Le Vatican a interpellé, mardi 12 août, les responsables musulmans du monde entier sur la situation en Irak et notamment celle de sa minorité chrétienne.

"Il leur a demandé d'être plus fermes et moins ambigus dans la dénonciation des crimes des jihadistes de l'Etat islamique."

Avec notre correspondant à Rome,  Antoine-Marie Izoard

Voici des semaines que le pape François attire l'attention de la communauté internationale sur la situation des chrétiens en Irak chassés par les jihadistes de l'Etat islamique (EI) ou forcés à se convertir.

Cette fois-ci, dans un communiqué au ton inhabituellement ferme, le Vatican s'adresse au monde musulman et lui demande « une prise de position claire, courageuse » face à la situation dramatique des chrétiens, des autres communautés religieuses et dites minoritaires en Irak.

Les responsables du dialogue interreligieux au Vatican demandent une condamnation unanime et « sans aucune ambigüité » de ces crimes. Sans cette condamnation, s'interroge Rome, quelle crédibilité pourrait encore avoir le dialogue interreligieux patiemment poursuivi ces dernières années.

Dans cette longue déclaration, le Vatican énumère encore les actions criminelles indicibles des jihadistes et cite entre autres la pratique exécrable de la décapitation, la crucifixion, la pendaison de cadavres sur les places publiques ou encore l'enlèvement de femmes et de jeunes filles.

Dans cet appel essentiellement adressé aux leaders musulmans à travers le monde, le Vatican assure qu'« aucune cause, et sûrement pas une religion, ne saurait justifier une telle barbarie ».

« Les musulmans ne doivent pas se taire »

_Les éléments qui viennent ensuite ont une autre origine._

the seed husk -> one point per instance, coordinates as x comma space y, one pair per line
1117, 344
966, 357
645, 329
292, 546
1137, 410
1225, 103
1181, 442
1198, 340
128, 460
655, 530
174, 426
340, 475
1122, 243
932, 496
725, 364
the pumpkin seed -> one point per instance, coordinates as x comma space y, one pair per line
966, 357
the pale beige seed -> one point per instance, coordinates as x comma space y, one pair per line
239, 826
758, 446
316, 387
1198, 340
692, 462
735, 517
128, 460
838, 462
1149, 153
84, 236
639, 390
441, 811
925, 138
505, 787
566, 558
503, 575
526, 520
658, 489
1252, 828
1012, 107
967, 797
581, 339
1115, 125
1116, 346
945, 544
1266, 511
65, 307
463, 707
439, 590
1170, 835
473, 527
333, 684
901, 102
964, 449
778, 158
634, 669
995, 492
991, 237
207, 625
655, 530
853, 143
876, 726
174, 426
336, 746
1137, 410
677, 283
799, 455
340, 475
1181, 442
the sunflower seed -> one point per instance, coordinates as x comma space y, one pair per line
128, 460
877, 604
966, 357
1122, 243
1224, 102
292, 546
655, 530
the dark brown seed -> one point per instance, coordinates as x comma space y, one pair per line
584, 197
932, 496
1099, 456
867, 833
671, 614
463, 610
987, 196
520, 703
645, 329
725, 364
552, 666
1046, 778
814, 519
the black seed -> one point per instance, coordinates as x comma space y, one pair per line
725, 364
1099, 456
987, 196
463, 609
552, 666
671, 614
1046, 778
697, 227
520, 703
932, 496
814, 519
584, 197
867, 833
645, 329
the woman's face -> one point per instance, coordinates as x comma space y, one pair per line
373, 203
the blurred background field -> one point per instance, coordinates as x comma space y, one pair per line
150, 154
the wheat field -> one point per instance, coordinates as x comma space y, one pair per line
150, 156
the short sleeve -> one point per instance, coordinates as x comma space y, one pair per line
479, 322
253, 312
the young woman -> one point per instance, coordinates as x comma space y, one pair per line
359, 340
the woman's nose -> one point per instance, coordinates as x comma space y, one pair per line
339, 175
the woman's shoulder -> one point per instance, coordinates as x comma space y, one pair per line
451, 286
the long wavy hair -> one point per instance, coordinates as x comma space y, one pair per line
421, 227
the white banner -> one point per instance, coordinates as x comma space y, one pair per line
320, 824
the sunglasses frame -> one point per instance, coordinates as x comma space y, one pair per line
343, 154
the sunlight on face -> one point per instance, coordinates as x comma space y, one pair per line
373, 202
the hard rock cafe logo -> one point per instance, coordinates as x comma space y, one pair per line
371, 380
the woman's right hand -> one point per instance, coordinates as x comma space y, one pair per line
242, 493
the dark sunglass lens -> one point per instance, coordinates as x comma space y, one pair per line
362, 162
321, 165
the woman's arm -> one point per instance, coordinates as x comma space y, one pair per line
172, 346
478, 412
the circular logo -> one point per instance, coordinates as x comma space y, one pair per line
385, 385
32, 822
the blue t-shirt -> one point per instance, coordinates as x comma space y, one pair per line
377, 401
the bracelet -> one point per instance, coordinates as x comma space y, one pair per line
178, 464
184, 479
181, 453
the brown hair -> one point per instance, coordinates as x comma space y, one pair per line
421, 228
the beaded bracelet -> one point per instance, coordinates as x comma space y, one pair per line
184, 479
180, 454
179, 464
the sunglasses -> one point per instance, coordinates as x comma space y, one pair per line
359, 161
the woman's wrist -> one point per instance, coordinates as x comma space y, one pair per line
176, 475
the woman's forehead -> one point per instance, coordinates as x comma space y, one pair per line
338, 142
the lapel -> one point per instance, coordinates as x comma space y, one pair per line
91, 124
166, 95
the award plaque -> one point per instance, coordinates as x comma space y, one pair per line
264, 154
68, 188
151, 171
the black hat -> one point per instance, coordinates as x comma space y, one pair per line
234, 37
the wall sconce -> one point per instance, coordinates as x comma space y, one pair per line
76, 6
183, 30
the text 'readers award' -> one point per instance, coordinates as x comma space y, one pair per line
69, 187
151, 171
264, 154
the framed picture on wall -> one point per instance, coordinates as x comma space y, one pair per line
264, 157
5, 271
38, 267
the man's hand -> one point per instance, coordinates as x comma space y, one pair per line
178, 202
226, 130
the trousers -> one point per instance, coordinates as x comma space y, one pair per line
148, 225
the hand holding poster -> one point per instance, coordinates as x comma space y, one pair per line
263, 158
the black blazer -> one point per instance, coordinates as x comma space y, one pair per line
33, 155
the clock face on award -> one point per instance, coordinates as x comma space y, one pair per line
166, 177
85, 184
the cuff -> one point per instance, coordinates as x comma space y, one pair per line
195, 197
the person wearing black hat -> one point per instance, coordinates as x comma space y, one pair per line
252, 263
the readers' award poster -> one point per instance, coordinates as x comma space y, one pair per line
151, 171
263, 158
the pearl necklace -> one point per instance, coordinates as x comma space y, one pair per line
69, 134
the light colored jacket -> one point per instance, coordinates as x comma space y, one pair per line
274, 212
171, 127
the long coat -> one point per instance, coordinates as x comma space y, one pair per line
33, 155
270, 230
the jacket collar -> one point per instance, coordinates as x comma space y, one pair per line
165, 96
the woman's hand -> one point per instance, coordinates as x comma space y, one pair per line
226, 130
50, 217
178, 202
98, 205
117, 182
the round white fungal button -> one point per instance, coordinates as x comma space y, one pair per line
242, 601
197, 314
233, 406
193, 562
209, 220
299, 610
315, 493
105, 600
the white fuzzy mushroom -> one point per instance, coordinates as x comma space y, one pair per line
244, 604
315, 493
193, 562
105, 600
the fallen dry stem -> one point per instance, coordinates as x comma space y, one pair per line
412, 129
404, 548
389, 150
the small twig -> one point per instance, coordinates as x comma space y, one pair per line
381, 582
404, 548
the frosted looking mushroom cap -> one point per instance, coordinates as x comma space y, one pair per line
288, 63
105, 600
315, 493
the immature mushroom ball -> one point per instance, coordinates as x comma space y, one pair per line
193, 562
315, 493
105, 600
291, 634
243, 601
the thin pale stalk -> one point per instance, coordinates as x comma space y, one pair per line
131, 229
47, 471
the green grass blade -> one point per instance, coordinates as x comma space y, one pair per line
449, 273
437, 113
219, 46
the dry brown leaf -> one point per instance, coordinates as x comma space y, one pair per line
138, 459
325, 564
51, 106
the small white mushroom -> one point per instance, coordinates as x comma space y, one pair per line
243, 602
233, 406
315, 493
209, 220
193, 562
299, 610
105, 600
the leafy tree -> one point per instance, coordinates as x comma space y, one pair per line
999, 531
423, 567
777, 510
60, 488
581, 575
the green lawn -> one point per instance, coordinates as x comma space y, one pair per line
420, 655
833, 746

En France, Dalil Boubakeur, recteur de la Mosquée de Paris et président du Conseil français du culte musulman (CFCM) reconnait qu'il faudrait parler plus fort.

                    Je souhaite que les pays musulmans sortent un petit peu de leur réserve ou de leur froideur par rapport au massacre des chrétiens et des yézidis. C'est un cas où les musulmans ne doivent pas se taire, ça, c'est ma conviction personnelle.                
Dalil Boubakeur, recteur de la Grande Mosquée de Paris.